Kanal

Bawaslu Diminta tak Kecewakan Rakyat

Abdullah Puteh di Kantor Bawaslu Pusat, Jumat (24/8/2018). - SERAMBINEWS.COM/FIKAR W.EDA

* Soal Caleg Koruptor

BANDA ACEH - Pengamat politik dan pemerintahan di Aceh, Dr Taufiq A Rahim menilai Badan Pengawas Pemilihan Umum Republik Indonesia (Bawaslu RI) tidak berpihak kepada rakyat, karena setuju dan meloloskan mantan narapidana koruptor menjadi calon anggota legislatif dan anggota Dewan Pimpinan Daerah (DPD) pada Pemilu Legislatif (Pileg) 2019 nanti.

“Dibenarkannya koruptor dan mantan koruptor menjadi calon anggota legislatif dan DPD oleh Bawaslu RI menunjukkan bahwa tidak ada keberpihakan terhadap rakyat. Tindakan itu juga melukai serta mencederai hati rakyat,” kata Taufiq kepada Serambi di Banda Aceh, Sabtu (8/9) sore.

Sebagaimana diketahui, antara Komisi Pemilihan Umum (KPU) RI dan Bawaslu RI terjadi perbedaan pendapat terkait larangan mantan narapidana korupsi untuk dicalonkan sebagai calon anggota legislatif dan calon anggota DPD pada Pileg 2018. KPU RI melalui PKPU-nya tegas mengatur bahwa eks koruptor yang telah berkekuatan hukum melakukan korupsi, tidak boleh dicalonkan, sementara Bawaslu tetap meloloskannya.

Menurut Taufiq, secara etika politik, para eks koruptor memang tidak boleh diloloskan lagi sebagai calon anggota legislatif, karena mereka telah merugikan kehidupan rakyat, mengeruk, dan merampas uang rakyat dengan cara korupsi. “Tetapi Bawaslu memanfaatkan celah hukum dan argumentasi, membenarkan koruptor dan mantan napi koruptor untuk mencalonkan diri ikut kontestasi politik pada Pileg April 2019 mendatang. Ini aneh,” tukas Taufiq.

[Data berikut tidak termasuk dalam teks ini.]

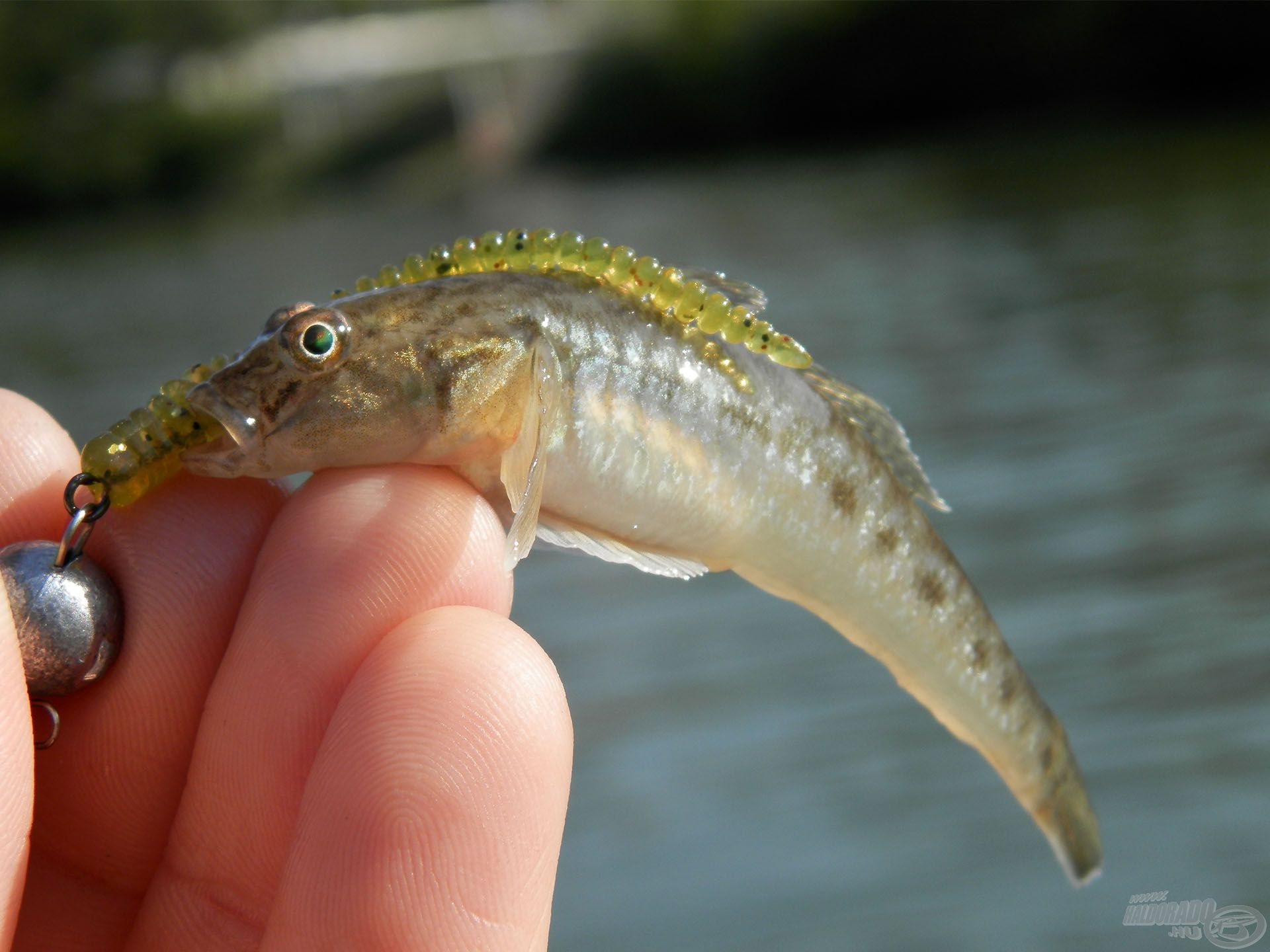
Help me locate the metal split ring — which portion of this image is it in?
[54,472,110,569]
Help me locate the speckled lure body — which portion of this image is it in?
[79,233,1101,881]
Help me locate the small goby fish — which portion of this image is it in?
[83,230,1101,883]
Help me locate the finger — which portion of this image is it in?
[262,608,573,952]
[0,395,280,948]
[0,594,34,948]
[0,389,75,948]
[135,466,511,952]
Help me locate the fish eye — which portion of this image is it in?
[280,307,349,370]
[300,324,335,357]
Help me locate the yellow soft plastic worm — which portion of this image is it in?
[80,357,228,505]
[331,229,812,368]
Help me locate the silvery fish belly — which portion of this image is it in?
[101,232,1101,882]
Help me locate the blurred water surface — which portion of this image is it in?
[0,127,1270,952]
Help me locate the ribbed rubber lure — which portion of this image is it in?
[331,229,812,370]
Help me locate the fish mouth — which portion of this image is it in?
[181,382,264,477]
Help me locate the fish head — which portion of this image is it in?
[182,294,526,479]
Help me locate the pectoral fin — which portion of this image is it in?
[499,339,560,571]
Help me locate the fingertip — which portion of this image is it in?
[264,607,573,949]
[0,585,34,948]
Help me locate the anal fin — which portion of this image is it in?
[538,518,710,579]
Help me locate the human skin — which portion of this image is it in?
[0,391,573,952]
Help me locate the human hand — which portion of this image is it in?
[0,391,573,952]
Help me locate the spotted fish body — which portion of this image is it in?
[81,237,1101,882]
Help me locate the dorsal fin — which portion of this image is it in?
[804,364,952,513]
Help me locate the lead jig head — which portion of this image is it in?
[0,473,123,749]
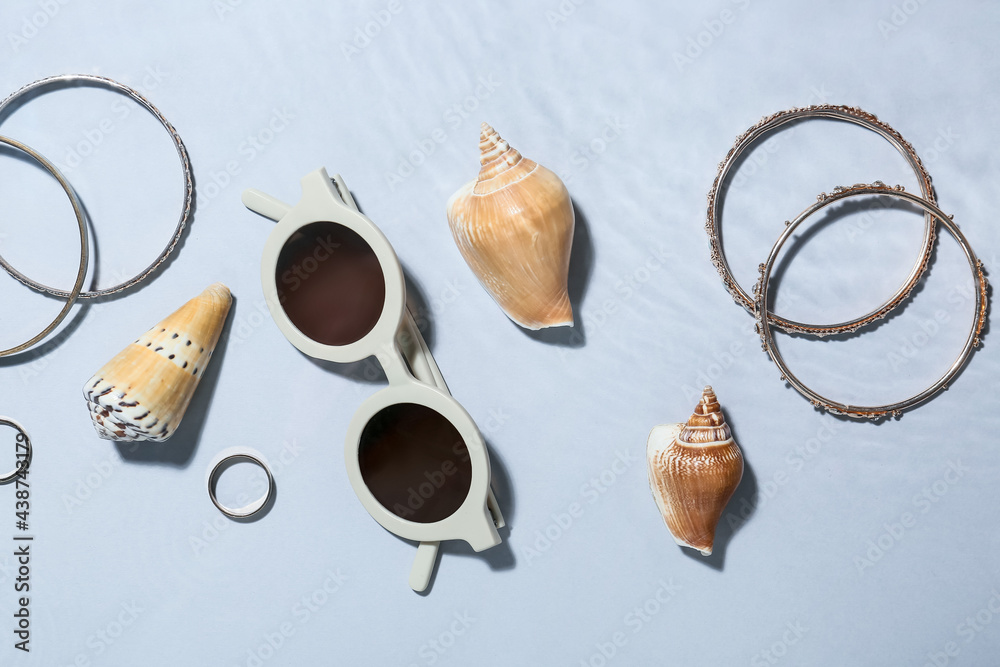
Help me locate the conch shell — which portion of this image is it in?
[448,123,574,329]
[646,387,743,556]
[83,283,233,442]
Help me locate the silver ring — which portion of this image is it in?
[0,137,90,357]
[0,417,31,484]
[0,74,194,299]
[208,451,274,519]
[754,181,989,419]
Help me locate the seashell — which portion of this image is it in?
[448,123,574,329]
[646,387,743,556]
[83,283,233,442]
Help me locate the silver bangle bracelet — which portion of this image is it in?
[705,104,935,336]
[0,132,90,357]
[754,181,988,419]
[0,74,194,299]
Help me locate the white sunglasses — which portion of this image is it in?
[243,169,504,591]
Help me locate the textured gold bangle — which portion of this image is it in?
[705,104,934,336]
[754,181,989,419]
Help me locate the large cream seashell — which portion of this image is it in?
[83,283,233,442]
[646,387,743,556]
[448,123,574,329]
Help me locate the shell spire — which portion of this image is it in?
[646,387,743,556]
[447,123,575,329]
[473,123,538,187]
[83,283,233,442]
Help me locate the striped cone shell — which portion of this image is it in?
[83,283,233,442]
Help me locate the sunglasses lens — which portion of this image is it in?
[274,222,385,345]
[358,403,472,523]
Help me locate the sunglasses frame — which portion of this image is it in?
[242,168,505,592]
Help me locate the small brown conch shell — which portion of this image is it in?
[83,283,233,442]
[646,387,743,556]
[448,123,574,329]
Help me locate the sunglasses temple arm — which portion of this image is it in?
[410,542,441,593]
[330,174,361,213]
[240,188,292,222]
[400,307,451,394]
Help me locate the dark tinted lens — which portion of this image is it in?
[358,403,472,523]
[274,222,385,345]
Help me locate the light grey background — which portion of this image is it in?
[0,0,1000,667]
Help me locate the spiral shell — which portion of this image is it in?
[83,283,233,442]
[448,123,574,329]
[646,387,743,556]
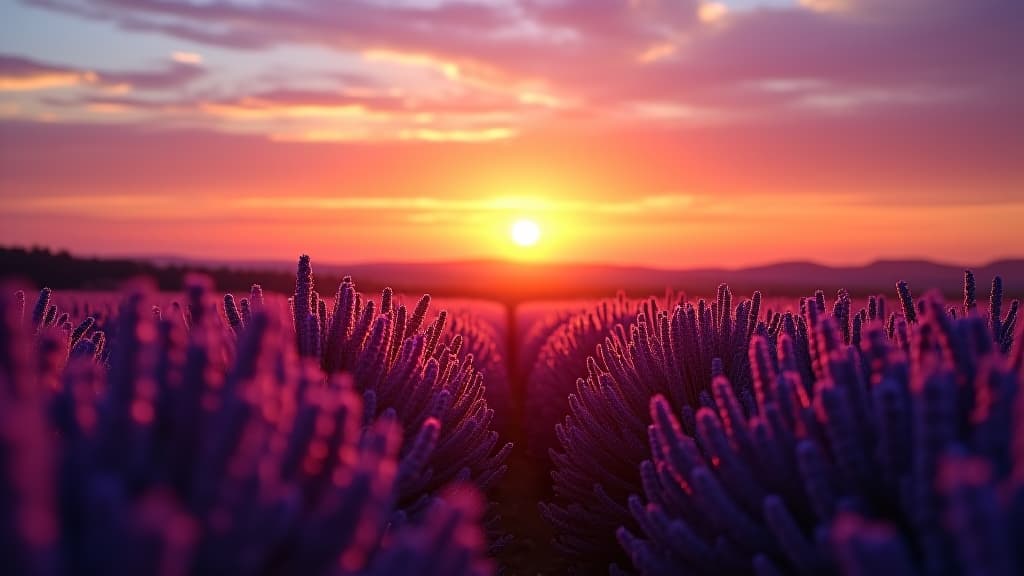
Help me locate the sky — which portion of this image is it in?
[0,0,1024,269]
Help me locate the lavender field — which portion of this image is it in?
[0,256,1024,576]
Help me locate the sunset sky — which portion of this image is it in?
[0,0,1024,268]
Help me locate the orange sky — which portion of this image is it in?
[0,0,1024,268]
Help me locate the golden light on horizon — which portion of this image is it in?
[509,218,541,248]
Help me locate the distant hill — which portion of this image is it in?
[0,248,1024,301]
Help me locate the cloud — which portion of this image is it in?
[0,54,99,92]
[0,54,205,92]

Menurutnya, kepentingan politik secara substantif dan keseluruhan adalah untuk rakyat, membela kepentingan serta meningkatkan kemakmuran dan kesejahteraan rakyat. Justru dia heran, ketika Bawaslu memperjuangkan orang yang telah merugikan rakyat karena perbuatan korupsinya.

“Jelas bahwa Bawaslu tidak berpihak ke rakyat. Mereka dikendalikan oleh pihak tertentu yang secara politik memperlihatkan Bawaslu ingin mengulangi kekecewaan rakyat dengan memperjuangkan para koruptor untuk dapat dicalonkan lagi,” kata Taufiq.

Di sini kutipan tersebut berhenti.